Assuming HTS engine has the functionality underneath. I think it should be possible to perform streaming output and write the buffer to Flash as soon as speech is ready. Again if its possible to adjust engine parameters without having to re-initialize, adding the ability to adjust the engine parameters would be a nice way of exploring HTS.

Code for the demo is available on Github https://github.com/edobashira/Flite-hts_engine-for-Flash

This entry was posted by Edobashira. Bookmark the permalink.

19 thoughts on “Flite+HTS Engine for Flash - An HMM Speech Synthesizer Running Entirely in Adobe Flash”

  1. I think this is awesome. Do you know what the effort would be to get this working in non-english languages as well? Congrats are in place any which way!

  2. Thanks for the comment. The hts_engine component should be pretty easy because it's language independent, and only require changing the embedded resource files to the new voice. The Flite component which performs the text analysis may be more difficult as I think it is hardwired to English.

  3. Thanks so much for sharing this! What an incredible application - I've already started playing with it and can so see many possibilities!
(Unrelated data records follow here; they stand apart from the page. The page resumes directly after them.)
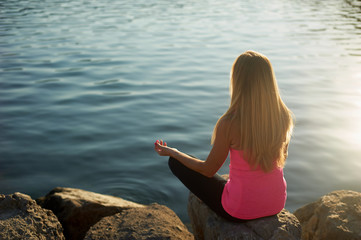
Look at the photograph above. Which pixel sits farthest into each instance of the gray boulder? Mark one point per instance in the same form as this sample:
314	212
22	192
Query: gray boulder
22	218
336	215
78	210
208	225
152	222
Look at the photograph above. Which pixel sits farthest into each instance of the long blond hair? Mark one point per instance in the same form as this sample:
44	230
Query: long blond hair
263	120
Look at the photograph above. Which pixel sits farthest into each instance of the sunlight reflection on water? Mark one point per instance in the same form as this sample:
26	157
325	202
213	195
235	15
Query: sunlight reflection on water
85	89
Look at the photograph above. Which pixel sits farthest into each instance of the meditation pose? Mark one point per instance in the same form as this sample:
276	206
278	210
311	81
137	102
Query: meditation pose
255	131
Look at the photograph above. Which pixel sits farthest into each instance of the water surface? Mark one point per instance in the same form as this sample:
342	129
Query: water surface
87	87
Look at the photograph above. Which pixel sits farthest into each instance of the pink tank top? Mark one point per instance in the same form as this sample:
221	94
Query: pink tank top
251	194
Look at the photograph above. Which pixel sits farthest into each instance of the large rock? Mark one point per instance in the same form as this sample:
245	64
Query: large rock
152	222
22	218
78	210
208	225
336	215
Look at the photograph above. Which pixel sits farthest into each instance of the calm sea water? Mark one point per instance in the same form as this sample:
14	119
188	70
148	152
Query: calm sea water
86	87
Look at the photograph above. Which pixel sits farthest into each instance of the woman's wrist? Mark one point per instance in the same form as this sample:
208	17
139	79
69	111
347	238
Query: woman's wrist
173	152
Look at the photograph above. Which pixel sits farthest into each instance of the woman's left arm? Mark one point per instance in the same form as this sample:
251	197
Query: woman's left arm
214	161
    I do have one quick question -- I've noticed that certain words cause the text to speech engine to render very garbled audio. For example, type the word "with" or "down" into the demo movie on your site. The garbling also happens when you end a sentence with a word like that (i.e. "the system is down" or "let's go with"). I was wondering if you had any thoughts on this. I tried installing another series of language files but that didn't seem to help. Any guidance would be most appreciated!

    Thanks again for everything -- this is truly amazing!

  4. Thanks for the comment.

    One thing that could be causing the garbled audio problems.
    There were some limitations in the sampling rates the Flash player would accept. I used some very crude up-sampling where I just repeat samples in Main.as and there is still a mismatch between the sample rate the engine generates and the Flash player sampling rate. Perhaps this could be causing corruption.

    If you listen the Flash version to the standalone Flite+hts_engine it's possible to here the difference in pitch. Does the standalone Flite+hts_engine sound fine for the same text input?

  5. Hello, I would like to know how can I use a different voice. I downloaded a spanish voice ("cstr_upc_upm_spanish_hts"), that appears to have nearly the same files as the included one. I embedded them in the application, but I always get an "Alchemy Exit" error, without more information.

    Could you write a short tutorial about how to use other voices?
    That would help a lot.

    By the way, this utility is AMAZING! :O

  6. Chúng tôi chuyên nhận vận chuyển hàng hóa nội địa hiện nay. Chúng tôi xin giới thiệu với bạn các dịch vụ vận chuyển, giao hàng uy tín để phục vụ nhu cầu Tết của quý khách hàng. Cụ thể chúng tôi sẽ cung cấp dịch vụ vận chuyển gửi quà tết. Chúng tôi sẽ giúp bạn vận chuyển hàng hóa đến tay người thân, bạn bè ở xa một cách nhanh chóng nhất. Đảm bảo giá cả hợp lý chất lượng dịch vụ tuyệt vời. Ngoài ra chúng tôi còn cung cấp nhiều dịch vụ khác như dịch vụ ship hàng cod, giao hàng cho shop, dịch vụ chuyển phát nhanh uy tín,... Nếu cần chuyển hàng hãy nhớ liên hệ với chúng tôi nhé.

  7. Đến với dịch vụ thiết kế web giá rẻ tại MAINISAN quý khách sẽ được thiết kế web trọn gói theo yêu cầu, khi tìm trên google website của bạn sẽ là mẫu Thiết kế web chuyên nghiệp giá rẻ, chúng tối chuyên thiết kế website theo mẫu đến khi hoàn thiện.
    Bước đầu thiết kế web tại Blog thiết kế web bạn nên chọn đơn vị thiết kế website có giao diện mobi, hệ quản trị đơn giản dễ sử dụng.Chúng tôi không cạnh tranh về giá chỉ cạnh tranh về chất lượng, tuy nhiên MAINISAN.COM cũng thường xuyên có khuyến mãi giảm giá khi thiết kế web trọn gói để đáp ứng nhu cầu quý khách.

Leave a Reply

Note: only a member of this blog may post a comment.